In 1498 the work of exploration begun by Diaz was completed by another famous navigator, Vasco da Gama. National hopes of wealth and glory were centred in his task, and when he and his company marched forth to their ships a large crowd went with them to the shore, carrying candles, and singing a solemn litany. Then the sails of his four vessels dipped below the horizon and were not seen for two years and eight months, but when at last men and women had begun to despair at the great silence, their hero reappeared amongst them, bringing news more wonderful and glorious than anything that Portugal had dared to hope.
There is little space to tell in this chapter the adventures that Vasco da Gama related to the King and his court. He and his crews, it seemed, had sailed for weeks amid ‘a lonely dreary waste of seas and boundless sky’: they had skirmished with Hottentots and ‘doubled the Cape’, caught in such a whirl of breakers and stormy winds that the walls of the wooden ships had oozed water, and despair and sickness had seized upon all. Vasco da Gama, even when ill and depressed, was not to be turned from his purpose. Eastwards and northwards he set his sails, in the teeth of laments and threats from his sailors, and so on Christmas Day landed on a part of the coast to which in memory of the most famous Dies Natalis he gave the name of Natal.
From Natal, battling the dread disease of scurvy brought on by a prolonged diet of salt meat, the Portuguese commander pursued his way, attacked, as often as he landed for water and fresh food, by fierce Mahometan tribes, until at last, guided by an Arabian pilot whom he had picked up, he came to the harbours of Calicut in India, where was a Christian king. The new route to Asia had been discovered. ‘A lucky venture—plenty of emeralds.... You owe great thanks to God for having brought you to a country holding such riches,’ declared the natives, and loud was the rejoicing of the Portuguese at this glorious national prospect.

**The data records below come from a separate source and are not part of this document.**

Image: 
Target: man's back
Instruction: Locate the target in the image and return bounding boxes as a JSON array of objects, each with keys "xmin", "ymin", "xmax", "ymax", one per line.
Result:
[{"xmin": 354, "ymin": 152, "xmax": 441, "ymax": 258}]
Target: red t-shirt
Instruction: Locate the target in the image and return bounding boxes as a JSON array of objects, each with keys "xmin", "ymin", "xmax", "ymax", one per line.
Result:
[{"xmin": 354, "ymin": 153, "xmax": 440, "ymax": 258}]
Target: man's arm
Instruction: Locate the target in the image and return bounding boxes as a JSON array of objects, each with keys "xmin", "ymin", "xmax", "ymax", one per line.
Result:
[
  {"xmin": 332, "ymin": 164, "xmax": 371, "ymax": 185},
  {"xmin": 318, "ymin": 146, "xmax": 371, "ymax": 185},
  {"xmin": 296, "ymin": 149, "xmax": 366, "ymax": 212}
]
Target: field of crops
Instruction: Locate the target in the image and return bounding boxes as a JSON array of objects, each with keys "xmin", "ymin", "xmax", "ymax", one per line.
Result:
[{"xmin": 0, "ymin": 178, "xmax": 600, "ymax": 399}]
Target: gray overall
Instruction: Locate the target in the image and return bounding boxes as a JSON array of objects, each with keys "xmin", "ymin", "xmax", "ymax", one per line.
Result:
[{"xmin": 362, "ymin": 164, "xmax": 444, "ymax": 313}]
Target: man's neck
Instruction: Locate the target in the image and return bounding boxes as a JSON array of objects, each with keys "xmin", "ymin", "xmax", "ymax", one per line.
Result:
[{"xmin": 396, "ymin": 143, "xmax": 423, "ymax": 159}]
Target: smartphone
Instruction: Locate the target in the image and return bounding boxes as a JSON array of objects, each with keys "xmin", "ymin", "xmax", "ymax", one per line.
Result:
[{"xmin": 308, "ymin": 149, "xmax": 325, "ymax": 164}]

The likely effects of Vasco da Gama’s voyage did not pass unnoticed elsewhere in Europe. ‘Soon,’ exclaimed a Venetian merchant in deep gloom, ‘it will be cheaper to buy goods in Lisbon than in Venice.’ The death-knell of the great Republic’s commercial prosperity sounded in these words.
Christopher Columbus
In the meanwhile, some years before Vasco da Gama’s triumphant achievement, a still greater discovery was made that was destined in the course of time to change the whole commercial aspect of the world. Its author was a Genoese sailor, Christopher Columbus, who, tradition says, once sailed as far north as Iceland, and in the south to the island of Porto Santo. Always in his spare time he could be found bent over maps and charts, calculating, weaving around his reasoned mathematical arguments the tales of shipwrecked mariners, until at last he brought to the ears of his astonished fellow men and women a scheme for finding Cathay, neither by sailing south nor east, but due west across the Atlantic.
Here is a fourteenth-century description of the Atlantic, a dismal picture still popularly accepted in the fifteenth: ‘A vast and boundless ocean on which ships dared not venture out of sight of land. For even if sailors knew the directions of the winds they would not know whither those winds would carry them; and, as there is no inhabited country beyond, they would run great risks of being lost in the mist and vapour. The limit of the west is the Atlantic Ocean.’

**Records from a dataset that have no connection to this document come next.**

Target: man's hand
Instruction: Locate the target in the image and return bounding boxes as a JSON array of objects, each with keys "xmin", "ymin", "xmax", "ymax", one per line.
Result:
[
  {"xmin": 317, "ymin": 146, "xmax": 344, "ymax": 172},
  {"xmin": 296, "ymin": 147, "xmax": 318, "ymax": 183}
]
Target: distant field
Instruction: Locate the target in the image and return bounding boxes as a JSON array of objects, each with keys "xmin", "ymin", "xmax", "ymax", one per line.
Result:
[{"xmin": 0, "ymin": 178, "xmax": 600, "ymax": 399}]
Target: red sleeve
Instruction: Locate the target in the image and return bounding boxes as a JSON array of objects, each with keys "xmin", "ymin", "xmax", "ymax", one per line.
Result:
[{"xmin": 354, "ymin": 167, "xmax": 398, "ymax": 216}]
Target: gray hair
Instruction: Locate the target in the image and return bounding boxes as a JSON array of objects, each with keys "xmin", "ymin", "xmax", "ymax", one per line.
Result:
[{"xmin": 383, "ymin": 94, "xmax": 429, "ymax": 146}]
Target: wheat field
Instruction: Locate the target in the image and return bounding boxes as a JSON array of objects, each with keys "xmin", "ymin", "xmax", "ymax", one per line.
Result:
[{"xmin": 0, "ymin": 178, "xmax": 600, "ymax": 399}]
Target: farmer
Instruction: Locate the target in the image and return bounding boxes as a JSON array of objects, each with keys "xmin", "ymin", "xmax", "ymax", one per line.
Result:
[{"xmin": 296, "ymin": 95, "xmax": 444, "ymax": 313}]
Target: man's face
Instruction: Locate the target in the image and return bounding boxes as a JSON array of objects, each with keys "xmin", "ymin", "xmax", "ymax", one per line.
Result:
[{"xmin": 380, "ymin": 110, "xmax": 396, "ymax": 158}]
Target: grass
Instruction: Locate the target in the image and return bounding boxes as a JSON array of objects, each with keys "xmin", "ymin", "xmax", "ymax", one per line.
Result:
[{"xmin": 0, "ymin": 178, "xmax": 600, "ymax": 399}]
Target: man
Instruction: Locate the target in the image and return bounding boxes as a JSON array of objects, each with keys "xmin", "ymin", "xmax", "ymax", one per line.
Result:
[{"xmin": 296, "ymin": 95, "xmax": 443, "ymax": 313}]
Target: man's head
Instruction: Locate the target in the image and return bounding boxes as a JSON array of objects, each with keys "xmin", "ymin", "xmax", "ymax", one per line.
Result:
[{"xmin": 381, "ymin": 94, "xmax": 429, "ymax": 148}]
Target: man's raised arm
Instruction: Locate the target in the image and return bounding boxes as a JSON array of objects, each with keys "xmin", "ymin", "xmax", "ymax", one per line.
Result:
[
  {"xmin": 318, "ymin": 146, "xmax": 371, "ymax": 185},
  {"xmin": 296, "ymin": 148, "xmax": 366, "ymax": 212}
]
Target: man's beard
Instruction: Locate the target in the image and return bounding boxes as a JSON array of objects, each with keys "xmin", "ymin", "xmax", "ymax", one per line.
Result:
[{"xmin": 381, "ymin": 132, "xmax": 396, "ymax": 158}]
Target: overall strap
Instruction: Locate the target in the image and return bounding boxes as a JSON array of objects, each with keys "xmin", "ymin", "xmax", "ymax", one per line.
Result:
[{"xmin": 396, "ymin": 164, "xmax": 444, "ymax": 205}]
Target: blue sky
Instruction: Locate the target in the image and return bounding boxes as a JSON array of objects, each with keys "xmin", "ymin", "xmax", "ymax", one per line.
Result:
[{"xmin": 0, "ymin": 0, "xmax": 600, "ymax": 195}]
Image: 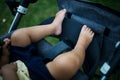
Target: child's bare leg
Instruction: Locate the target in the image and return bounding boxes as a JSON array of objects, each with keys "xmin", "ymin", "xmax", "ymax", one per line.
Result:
[
  {"xmin": 11, "ymin": 9, "xmax": 66, "ymax": 47},
  {"xmin": 46, "ymin": 26, "xmax": 94, "ymax": 80}
]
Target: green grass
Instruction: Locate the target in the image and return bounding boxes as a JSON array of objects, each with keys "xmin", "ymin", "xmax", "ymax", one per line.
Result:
[
  {"xmin": 0, "ymin": 0, "xmax": 58, "ymax": 35},
  {"xmin": 0, "ymin": 0, "xmax": 120, "ymax": 80}
]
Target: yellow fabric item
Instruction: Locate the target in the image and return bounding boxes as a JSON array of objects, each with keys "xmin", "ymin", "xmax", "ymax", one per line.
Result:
[{"xmin": 15, "ymin": 60, "xmax": 31, "ymax": 80}]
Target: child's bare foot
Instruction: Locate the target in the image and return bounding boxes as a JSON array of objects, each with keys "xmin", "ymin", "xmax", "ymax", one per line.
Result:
[
  {"xmin": 76, "ymin": 25, "xmax": 94, "ymax": 49},
  {"xmin": 52, "ymin": 9, "xmax": 66, "ymax": 35}
]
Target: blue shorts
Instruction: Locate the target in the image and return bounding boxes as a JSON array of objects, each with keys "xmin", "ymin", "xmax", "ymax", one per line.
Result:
[{"xmin": 10, "ymin": 45, "xmax": 54, "ymax": 80}]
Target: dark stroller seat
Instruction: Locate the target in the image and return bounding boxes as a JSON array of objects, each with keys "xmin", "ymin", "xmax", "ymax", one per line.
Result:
[
  {"xmin": 35, "ymin": 0, "xmax": 120, "ymax": 80},
  {"xmin": 4, "ymin": 0, "xmax": 120, "ymax": 80}
]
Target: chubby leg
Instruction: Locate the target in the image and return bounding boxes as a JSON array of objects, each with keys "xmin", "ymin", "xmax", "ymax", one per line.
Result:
[
  {"xmin": 46, "ymin": 25, "xmax": 94, "ymax": 80},
  {"xmin": 11, "ymin": 9, "xmax": 66, "ymax": 47}
]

Many people still believed that the world was flat, and that to sail across the Atlantic was to incur the risk of being driven by the winds over the edge into space. Thus Columbus met with either reproof for contemplating such risks, or ridicule for his folly, but so convinced was he of his own wisdom that he only grew the more enthusiastic as a result of opposition.
Without money or royal patronage he could not hope to make the voyage a success, and so he laid his scheme before the King of Portugal, usually a willing patron of adventure. Unfortunately for Columbus, the discoveries along the African coast promised such wealth and trade to Portugal that her ruler did not feel inclined to take risks in other directions that, while they must involve expense, as yet held no guarantee of repayment.
‘I went to take refuge in Portugal,’ wrote Columbus at a later date, ‘since the King of that country was more versed in discovery than any other, but ... in fourteen years I could not make him understand what I said.’ Driven at last from Portugal by a decided refusal, Christopher went to Spain, sending his brother Bartholomew with a letter explaining his project to King Henry VII of England. It is interesting to note that the keen-witted Tudor, as soon as the scheme was laid before him, is said to have expressed his readiness to learn more and to lend his support; but Bartholomew had been shipwrecked on his voyage northwards, and owing to this delay Columbus had already received the patronage of Spain and set out on his voyage before his brother returned with the news.